Thursday, June 11, 2026

Bottle-brush

 When my mother landed in her new home,

her joy was greater than her house and it

inspired her to start life anew. She wiped

and cleaned and chose the nooks and corners

for herself and dad, for the children too.

The working maid slept in a dark corner

of the attic with tiles sloping down

to a low wall. And all was well and good.

 

A house not shared with cousins and relatives

asks for a boundary, but there was none.

The neighbor’s well supplied water for free.

But neighbors had to have a fence lest they

fight for a handful of soil. So, she

planted a bottle-brush sapling to stop

possible encroachment and ill-will too

and kept the human touch alive with a tree.

 

It grew. It grew taller than she was.

As it grew green, red, brush-like flowers spiked

from their cylinder as they waved to us

to taste their sprinkle of honeyed drops

on the back of our hands. We cried with joy.

 

Even when a wall enclosed the tree and house,

it found a place in the backyard.
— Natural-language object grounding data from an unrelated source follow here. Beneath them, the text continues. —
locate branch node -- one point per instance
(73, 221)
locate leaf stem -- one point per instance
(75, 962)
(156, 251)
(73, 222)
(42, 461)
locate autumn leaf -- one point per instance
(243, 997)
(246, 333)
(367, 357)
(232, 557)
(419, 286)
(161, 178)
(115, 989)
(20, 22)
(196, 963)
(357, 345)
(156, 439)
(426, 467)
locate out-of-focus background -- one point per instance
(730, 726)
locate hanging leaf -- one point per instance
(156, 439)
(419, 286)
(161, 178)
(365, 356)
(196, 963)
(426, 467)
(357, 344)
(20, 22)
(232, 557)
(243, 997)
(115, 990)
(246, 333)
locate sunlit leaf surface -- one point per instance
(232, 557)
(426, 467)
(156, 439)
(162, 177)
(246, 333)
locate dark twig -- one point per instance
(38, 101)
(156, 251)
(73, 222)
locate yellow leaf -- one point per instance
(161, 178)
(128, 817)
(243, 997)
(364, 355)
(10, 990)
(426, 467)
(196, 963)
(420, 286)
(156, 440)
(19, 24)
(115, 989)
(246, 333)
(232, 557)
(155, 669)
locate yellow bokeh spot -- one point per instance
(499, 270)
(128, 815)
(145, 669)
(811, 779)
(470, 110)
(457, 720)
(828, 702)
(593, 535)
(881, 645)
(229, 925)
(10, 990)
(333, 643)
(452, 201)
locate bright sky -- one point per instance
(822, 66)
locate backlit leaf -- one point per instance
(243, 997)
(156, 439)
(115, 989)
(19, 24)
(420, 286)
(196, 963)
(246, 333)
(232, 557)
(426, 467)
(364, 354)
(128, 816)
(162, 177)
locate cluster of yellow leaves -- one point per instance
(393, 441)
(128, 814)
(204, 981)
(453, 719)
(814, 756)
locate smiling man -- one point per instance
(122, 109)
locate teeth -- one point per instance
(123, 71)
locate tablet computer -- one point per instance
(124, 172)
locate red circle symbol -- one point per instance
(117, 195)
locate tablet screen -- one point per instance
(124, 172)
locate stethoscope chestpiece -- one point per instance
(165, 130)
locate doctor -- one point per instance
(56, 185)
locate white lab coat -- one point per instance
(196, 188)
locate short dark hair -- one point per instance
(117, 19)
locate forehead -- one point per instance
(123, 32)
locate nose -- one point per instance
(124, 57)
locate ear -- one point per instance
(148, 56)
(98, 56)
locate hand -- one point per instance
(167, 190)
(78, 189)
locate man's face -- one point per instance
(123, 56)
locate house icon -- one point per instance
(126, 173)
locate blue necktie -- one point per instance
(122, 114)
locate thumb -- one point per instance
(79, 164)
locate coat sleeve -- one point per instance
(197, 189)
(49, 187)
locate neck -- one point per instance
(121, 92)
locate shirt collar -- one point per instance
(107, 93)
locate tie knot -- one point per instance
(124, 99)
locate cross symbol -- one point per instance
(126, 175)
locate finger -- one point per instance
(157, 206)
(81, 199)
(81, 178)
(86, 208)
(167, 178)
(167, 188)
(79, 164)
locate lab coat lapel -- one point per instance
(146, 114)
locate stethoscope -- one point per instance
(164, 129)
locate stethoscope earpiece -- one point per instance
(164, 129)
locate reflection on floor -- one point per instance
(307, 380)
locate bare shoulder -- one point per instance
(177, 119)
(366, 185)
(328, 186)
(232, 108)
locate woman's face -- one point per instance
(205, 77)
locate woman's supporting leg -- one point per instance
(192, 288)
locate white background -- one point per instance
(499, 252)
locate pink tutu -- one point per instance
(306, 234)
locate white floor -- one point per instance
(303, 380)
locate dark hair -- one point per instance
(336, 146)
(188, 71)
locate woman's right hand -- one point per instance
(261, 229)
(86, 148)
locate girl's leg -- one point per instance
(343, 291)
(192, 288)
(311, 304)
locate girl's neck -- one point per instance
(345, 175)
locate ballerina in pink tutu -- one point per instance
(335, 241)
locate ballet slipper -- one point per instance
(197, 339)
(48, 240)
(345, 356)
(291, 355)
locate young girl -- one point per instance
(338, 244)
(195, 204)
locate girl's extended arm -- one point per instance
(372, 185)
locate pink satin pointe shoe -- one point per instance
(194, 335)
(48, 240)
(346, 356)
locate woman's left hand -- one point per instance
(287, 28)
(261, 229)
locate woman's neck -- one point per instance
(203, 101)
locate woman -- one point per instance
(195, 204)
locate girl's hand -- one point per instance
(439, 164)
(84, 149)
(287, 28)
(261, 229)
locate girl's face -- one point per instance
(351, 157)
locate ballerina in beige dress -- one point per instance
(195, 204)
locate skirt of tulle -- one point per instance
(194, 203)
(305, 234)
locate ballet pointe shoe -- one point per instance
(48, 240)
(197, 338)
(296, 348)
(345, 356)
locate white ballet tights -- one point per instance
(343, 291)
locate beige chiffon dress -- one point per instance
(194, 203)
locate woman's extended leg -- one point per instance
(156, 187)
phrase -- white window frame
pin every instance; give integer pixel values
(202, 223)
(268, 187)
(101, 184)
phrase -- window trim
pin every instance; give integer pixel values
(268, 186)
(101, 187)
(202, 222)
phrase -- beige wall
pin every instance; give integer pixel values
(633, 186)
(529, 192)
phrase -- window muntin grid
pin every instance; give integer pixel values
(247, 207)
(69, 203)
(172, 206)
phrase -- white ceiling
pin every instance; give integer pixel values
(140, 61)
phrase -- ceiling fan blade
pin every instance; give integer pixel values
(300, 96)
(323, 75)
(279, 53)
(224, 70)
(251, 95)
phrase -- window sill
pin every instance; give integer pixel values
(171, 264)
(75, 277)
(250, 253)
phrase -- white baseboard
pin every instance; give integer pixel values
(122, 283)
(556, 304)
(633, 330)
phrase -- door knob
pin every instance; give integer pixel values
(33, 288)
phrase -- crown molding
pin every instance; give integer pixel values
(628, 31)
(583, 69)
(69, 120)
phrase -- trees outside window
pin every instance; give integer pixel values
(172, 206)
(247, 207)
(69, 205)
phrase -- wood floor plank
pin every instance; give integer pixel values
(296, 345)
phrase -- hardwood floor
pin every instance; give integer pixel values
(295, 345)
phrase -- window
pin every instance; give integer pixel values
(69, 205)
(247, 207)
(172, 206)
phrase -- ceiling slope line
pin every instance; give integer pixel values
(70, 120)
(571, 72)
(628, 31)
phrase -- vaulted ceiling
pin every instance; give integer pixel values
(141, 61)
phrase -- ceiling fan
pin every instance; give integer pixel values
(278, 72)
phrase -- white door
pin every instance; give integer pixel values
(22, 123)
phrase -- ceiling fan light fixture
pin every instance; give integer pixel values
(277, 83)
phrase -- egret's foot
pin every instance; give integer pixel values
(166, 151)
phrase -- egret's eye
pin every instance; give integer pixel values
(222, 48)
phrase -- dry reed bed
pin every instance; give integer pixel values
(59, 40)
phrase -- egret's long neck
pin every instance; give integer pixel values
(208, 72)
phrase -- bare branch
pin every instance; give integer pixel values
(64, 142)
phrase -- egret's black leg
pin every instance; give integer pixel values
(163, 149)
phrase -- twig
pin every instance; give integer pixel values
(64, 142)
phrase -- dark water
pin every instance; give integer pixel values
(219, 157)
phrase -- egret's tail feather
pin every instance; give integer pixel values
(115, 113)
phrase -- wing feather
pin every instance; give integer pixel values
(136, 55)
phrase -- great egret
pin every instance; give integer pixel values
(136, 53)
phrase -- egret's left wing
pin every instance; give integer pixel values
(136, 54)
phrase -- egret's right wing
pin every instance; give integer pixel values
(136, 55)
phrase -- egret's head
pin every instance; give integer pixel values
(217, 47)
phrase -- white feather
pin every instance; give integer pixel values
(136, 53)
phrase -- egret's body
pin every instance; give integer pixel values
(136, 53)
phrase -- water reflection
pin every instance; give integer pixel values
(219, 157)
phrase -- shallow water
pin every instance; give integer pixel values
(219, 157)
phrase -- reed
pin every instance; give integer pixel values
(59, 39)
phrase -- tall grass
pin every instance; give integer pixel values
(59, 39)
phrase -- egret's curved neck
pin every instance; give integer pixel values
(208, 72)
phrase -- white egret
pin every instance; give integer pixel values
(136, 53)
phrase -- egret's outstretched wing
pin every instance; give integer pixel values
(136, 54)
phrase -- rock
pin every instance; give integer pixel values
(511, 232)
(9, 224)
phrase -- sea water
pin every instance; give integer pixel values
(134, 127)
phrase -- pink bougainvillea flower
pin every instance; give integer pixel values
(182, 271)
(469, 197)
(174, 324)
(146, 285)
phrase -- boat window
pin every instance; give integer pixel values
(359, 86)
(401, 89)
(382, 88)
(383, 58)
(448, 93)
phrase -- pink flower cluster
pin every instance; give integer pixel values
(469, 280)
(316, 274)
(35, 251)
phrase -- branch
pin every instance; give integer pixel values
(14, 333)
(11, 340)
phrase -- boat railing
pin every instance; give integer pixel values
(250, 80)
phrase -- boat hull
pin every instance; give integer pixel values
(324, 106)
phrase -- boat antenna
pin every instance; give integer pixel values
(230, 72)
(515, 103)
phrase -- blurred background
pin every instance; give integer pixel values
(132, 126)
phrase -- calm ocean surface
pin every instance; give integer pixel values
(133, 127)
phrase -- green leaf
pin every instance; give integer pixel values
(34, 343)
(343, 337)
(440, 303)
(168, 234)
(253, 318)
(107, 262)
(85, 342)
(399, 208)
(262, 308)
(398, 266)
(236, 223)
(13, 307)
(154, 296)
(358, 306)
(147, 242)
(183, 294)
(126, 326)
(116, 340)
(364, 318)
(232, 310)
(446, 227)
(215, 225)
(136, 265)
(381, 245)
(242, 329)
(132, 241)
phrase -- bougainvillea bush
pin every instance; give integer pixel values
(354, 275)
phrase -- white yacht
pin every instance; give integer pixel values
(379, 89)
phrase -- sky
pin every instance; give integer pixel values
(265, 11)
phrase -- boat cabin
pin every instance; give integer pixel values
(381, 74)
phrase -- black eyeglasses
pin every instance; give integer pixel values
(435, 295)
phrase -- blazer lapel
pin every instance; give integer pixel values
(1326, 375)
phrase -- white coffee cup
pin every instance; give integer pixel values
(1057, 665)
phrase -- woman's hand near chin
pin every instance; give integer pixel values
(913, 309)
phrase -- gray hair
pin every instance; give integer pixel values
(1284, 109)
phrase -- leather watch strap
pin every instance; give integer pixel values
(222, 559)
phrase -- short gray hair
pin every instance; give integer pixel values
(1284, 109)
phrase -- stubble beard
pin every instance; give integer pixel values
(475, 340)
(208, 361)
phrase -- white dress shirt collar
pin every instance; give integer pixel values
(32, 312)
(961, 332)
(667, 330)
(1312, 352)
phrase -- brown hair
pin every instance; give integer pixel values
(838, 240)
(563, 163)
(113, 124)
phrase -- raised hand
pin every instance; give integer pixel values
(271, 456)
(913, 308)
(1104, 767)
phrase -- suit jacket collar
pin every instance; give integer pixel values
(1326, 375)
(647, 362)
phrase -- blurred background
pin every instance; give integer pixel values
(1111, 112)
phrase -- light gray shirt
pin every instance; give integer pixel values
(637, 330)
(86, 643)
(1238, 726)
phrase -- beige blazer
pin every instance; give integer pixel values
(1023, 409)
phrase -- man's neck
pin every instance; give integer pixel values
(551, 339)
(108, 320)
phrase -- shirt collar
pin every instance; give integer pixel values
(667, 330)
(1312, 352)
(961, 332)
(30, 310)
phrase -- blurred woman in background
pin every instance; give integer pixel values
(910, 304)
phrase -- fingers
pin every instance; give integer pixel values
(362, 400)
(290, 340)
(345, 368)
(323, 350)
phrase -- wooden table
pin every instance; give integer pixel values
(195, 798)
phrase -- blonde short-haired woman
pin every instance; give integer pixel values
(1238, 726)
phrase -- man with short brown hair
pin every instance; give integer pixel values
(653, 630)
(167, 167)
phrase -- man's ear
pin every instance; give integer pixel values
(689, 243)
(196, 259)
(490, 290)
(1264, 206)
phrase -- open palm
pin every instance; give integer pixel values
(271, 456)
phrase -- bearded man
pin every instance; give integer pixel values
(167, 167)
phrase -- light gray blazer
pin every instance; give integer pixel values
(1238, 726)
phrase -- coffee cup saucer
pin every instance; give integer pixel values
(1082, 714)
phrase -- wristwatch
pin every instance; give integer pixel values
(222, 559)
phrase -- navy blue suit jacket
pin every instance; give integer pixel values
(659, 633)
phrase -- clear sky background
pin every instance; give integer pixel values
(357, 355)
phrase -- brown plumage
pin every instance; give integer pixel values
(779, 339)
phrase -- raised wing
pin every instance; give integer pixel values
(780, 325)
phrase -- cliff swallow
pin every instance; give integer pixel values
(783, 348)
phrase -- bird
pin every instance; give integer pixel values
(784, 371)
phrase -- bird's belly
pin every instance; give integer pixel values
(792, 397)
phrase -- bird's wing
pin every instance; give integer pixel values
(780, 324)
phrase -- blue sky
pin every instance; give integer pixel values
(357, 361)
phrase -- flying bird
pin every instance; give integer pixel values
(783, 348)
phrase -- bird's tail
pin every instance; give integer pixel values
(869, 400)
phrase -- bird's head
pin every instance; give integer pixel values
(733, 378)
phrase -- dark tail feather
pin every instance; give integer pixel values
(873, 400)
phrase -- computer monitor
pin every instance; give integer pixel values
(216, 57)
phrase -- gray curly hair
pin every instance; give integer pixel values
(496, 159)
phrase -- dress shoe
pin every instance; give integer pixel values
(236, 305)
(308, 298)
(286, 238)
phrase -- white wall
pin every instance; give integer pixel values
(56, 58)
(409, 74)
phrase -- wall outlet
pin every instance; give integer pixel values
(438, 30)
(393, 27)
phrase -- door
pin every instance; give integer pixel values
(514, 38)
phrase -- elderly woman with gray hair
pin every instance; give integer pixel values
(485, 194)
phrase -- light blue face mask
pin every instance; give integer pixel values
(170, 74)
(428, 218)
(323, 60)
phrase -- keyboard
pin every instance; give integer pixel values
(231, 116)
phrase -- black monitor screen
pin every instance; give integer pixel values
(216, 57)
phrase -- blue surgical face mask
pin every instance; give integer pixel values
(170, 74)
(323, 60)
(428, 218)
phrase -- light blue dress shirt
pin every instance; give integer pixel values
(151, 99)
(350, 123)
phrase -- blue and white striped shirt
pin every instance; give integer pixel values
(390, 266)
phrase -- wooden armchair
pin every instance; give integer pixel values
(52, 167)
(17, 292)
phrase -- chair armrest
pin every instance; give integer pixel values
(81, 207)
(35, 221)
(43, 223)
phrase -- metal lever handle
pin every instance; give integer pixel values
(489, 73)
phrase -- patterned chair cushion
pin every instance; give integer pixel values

This tree,

ancient as our childhood, stood tall in time.

New neighbors sought to hew it down so that

its leaves and flowers would not fall in their

clean-swept yard. Yet we protected it

like a family member from the ax.

 

Then came the museum people who sought

to rebuild everything into something new.

They tore the house down to rebuild anew

a larger one where antiques could be placed.

They could have left the tree standing there

away from the construction site, but down

it came. The honey-suckle, the jasmine,

the roses, the marigold, and the rest

found a common grave on top of which

a garden for the visitor’s eye was planned.

 

But, O! Did the bottle-brush have to go?

Or is the new always built on the tears

of the old by those with a different past?